Browser - Wikipedia search issue

Alpacalypse · July 7, 2022, 8:15am

When I use Browser and go on wikileaks.org or wikipedia.org it partially works. If I click on links presented it works without a problem, but if I type something in search field and press “search” it gets stuck in “loading” mode until VM disconnects.

Major · July 9, 2022, 10:11am

The Web Browser UI dApp, while being just an ‘app’ it is is one of the most sophisticated components of the system, once you take the system-intrinsic proxy apparatus into consideration. Also, the dynamic JavaScript requests interception mechanics running right within of the web-browser.

Lots and lots of resources have been spent to allow for the current experience.

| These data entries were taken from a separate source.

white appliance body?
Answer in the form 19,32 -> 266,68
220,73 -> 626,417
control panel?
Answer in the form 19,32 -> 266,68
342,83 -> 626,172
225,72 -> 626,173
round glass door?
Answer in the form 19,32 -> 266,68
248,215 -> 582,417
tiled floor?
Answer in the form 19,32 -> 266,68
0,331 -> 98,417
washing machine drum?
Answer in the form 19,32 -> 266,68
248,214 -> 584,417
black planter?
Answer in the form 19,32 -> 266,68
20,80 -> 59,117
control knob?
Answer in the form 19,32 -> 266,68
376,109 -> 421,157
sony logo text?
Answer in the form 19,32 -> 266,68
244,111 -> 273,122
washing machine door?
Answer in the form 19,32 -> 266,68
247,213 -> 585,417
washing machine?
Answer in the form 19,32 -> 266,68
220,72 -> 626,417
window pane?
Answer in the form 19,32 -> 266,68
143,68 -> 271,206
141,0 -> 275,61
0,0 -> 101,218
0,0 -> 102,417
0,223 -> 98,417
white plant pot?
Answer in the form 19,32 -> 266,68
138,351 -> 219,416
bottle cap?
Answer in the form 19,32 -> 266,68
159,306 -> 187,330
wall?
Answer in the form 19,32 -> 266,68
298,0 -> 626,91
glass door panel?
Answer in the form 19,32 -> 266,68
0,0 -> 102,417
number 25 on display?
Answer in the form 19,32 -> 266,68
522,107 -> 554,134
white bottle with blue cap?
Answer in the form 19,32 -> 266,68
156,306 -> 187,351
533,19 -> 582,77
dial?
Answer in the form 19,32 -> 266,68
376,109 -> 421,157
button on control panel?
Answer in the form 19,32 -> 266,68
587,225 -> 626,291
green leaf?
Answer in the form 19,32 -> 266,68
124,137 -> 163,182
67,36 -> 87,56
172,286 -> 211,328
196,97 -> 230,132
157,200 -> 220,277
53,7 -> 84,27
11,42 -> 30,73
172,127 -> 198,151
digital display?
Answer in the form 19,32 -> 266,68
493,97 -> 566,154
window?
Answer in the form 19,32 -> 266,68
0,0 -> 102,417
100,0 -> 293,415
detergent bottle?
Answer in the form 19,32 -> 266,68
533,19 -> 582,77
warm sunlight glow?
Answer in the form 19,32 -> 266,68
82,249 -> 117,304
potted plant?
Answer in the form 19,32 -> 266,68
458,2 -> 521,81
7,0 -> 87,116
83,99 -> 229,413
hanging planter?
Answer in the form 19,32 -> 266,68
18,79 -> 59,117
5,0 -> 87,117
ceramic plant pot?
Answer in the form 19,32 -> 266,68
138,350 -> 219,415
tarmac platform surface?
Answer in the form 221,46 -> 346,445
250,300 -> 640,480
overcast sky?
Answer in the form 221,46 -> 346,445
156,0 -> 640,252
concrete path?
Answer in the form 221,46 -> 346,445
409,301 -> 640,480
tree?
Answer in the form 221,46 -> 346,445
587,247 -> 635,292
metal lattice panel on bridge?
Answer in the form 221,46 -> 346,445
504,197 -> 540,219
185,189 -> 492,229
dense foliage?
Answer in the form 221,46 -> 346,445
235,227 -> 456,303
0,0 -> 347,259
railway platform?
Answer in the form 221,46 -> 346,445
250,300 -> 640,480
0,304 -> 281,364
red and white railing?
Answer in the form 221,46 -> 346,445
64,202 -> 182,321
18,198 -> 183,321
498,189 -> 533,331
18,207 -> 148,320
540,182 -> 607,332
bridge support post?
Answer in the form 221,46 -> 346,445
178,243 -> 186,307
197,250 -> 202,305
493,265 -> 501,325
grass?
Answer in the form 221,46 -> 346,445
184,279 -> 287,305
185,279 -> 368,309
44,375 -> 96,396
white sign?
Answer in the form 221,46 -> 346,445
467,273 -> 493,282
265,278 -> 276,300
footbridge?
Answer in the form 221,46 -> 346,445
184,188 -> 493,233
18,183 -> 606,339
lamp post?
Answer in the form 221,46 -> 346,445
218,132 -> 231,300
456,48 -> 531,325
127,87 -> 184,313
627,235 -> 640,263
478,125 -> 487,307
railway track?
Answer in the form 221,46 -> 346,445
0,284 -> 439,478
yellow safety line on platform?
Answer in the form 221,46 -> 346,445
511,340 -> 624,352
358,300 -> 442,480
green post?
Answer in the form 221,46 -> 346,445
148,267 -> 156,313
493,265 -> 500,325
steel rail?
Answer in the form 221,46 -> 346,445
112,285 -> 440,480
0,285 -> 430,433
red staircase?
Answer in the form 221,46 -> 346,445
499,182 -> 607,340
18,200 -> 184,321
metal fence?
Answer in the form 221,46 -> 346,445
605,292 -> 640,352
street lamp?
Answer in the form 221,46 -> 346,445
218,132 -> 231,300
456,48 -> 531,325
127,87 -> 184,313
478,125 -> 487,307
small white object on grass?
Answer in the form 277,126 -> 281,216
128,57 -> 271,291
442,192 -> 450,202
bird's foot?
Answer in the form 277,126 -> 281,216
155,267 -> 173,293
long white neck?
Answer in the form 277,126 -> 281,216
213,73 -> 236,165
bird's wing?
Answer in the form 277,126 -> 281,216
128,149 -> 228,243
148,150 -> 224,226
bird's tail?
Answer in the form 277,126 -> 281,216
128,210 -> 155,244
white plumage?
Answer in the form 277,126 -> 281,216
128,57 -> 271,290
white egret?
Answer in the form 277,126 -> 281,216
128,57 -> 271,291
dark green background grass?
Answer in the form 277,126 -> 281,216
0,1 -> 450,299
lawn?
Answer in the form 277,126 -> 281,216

The sub-system does its best to trick both the native web-browser and the target web-server into believing in a variety of things. It might be the most sophisticated web-proxy apparatus ever developed.

It acts at the TCP level to reconstruct the entire data stream coming from the web-server.
Then at the level of HTTP 1.1 protocol to reconstruct all the HTTP 1.1 chunks (if HTTP 1.1 chunked encoding is being used, the fact is detected autonomously)
It attempts to perform various content detections to decide whether URL rewriting is to be taking place. The point of URL rewriting is to make sure all the assets referenced from the webpage make their way through one of the nodes comprising the GRIDNET network.
All the requests from the client computer, meaning your web-browser are checked. All the privacy related HTTP headers (web browser version, screen resolution etc.) these are stripped and/or replaced.
GRIDNET proxy servers are capable of maintaining HTTP 1.1 persistent connections while multiplexing these across connections made by your web-browser.
GRIDNET proxy servers do their best to associate data-requests coming from your web-browser to already established HTTP 1.1 connections with remote servers if relative URLs are in use.
proxy servers support I believe every compression algorithm used across the Internet with custom implementation of these. We need to be rewriting URLs of assets so as to make sure all the data flows through proxy server. The target web-server might be delivered data chunked at the a) TCP layer b) HTTP layer c) the data might be compressed. So what we do, we reconstruct all the TCP data packets, we reconstruct all the HTTP chunks, we decompress the data (gZip, Brotli etc.). If the system detects the data to comprise, say, a video/audio stream, no processing would be taking place and the system would prioritize performance and use direct memory pass-through.
Then, the data gets compressed back again and is sent to your web-browser. From the viewpoint of the web-browser, it thinks the Web Browser UI dApp is rendering some custom HTML. It has no idea an external website is being displayed. That is how mitigate all the cross-site scripting security mechanics of Chromium. Also effectively performing a man-in-the middle attack across your web-browser and the target web-server, establishing an encrypted TLS tunnel.
Other interesting points to note. The system effectively is capable of tricking most if not all the Chromium’s CORS-policy-related pre-flight checks. So once Chromium asks one of the proxy servers whether the server agrees to be delivering data once accessed from the URL you happen to be accessing the full-node from, the full-node would impersonate the target web-server and say that it agreed.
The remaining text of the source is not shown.